Des réflexions ont amené les membres de Tunng à rencontrer Max Porter auteur de La Douleur porte un costume de plumes (Grief is The Thing with Feathers), qui signe deux titres sur l'album, mais aussi les philosophes Alain De Botton et A.C. Grayling, Max Porter, Derren Brown, la médecin de soins palliatifs Kathryn Mannix, une anthropologue médico-légale ou la musicienne Speech Debelle. De ces rencontres est née une série de podcasts puis l'album concept Tunng presents ... DEAD CLUB sorti sur le label Full Time Hobby.
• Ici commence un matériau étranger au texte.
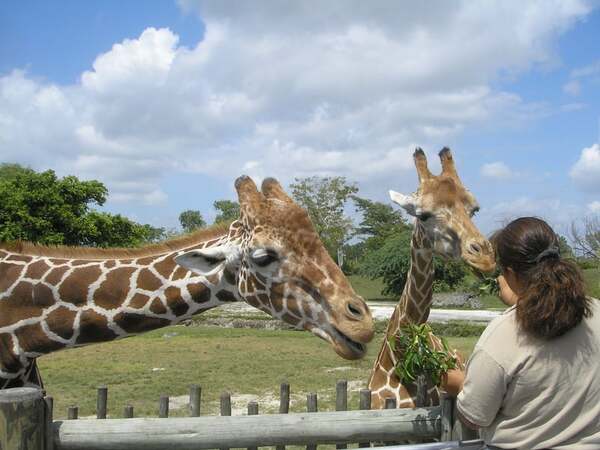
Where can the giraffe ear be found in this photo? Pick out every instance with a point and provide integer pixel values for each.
(408, 202)
(207, 261)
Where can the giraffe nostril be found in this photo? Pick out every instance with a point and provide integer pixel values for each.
(354, 311)
(475, 248)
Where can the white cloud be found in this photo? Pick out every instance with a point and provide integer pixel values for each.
(590, 70)
(573, 87)
(282, 88)
(586, 171)
(496, 170)
(594, 207)
(556, 212)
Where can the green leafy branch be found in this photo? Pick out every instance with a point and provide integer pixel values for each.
(418, 355)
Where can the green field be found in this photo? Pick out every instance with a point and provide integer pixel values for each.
(249, 362)
(592, 280)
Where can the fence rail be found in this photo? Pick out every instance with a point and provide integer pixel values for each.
(311, 428)
(190, 433)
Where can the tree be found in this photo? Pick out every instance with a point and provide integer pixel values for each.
(108, 230)
(191, 220)
(325, 200)
(227, 211)
(42, 208)
(566, 251)
(379, 221)
(586, 237)
(391, 263)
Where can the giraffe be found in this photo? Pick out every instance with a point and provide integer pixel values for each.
(443, 209)
(53, 298)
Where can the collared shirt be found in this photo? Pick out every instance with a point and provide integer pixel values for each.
(529, 393)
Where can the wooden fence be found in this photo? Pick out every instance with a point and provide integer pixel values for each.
(26, 423)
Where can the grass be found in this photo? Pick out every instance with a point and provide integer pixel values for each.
(369, 289)
(240, 361)
(592, 280)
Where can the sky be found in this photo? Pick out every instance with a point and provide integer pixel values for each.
(167, 103)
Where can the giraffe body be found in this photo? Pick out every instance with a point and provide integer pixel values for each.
(442, 208)
(56, 298)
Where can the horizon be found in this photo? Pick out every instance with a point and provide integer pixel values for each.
(167, 103)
« Ce n’est pas seulement un disque, c’est une discussion, une série de podcasts, de la poésie, des nouvelles, c’est un examen » explique Mike Lindsay. Evitant l'écueil d'un album trop sombre, Tunng délivre ici une collection de titres contemplatifs avec la richesse sonore de ses compositions de folktronica rêveuse qui s'illuminent parfois vers des mélodies pop festives. Un travail d'orfèvre pour un sujet tabou qui s'est concentré cette fois sur le piano, instrument de l’émotion par excellence. 
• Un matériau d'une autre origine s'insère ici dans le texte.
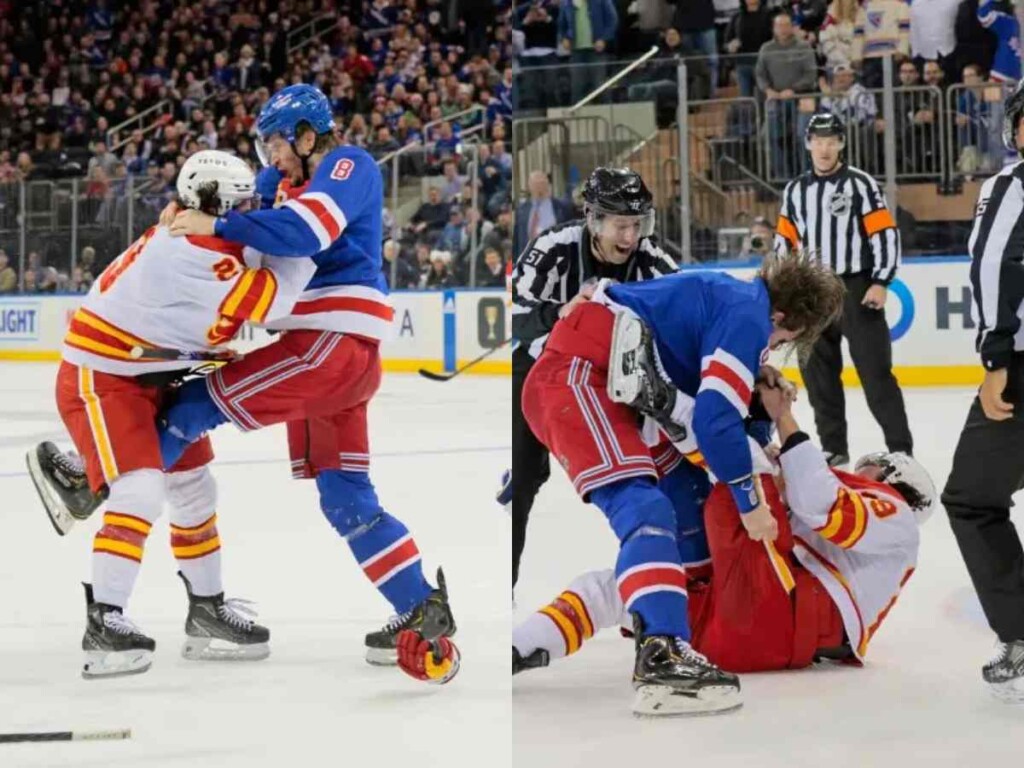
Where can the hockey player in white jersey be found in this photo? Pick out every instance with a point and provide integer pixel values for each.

Le groupe nous propose en musique une autre vision de ce qui occupe tant de place dans nos vies avec ce voyage sépulcral poétique et universel où s'invitent les innombrables attitudes culturelles à l'égard de la mort à travers Ibrahim Ag Alhabib de Tinariwen parlant des traditions qui entourent la mort chez les Touaregs du Nord-Mali, la méthode de rangement suédoise du « Death Cleaning » ou les références au peuple Wari d’Amazonie brésilienne, qui mange ses morts.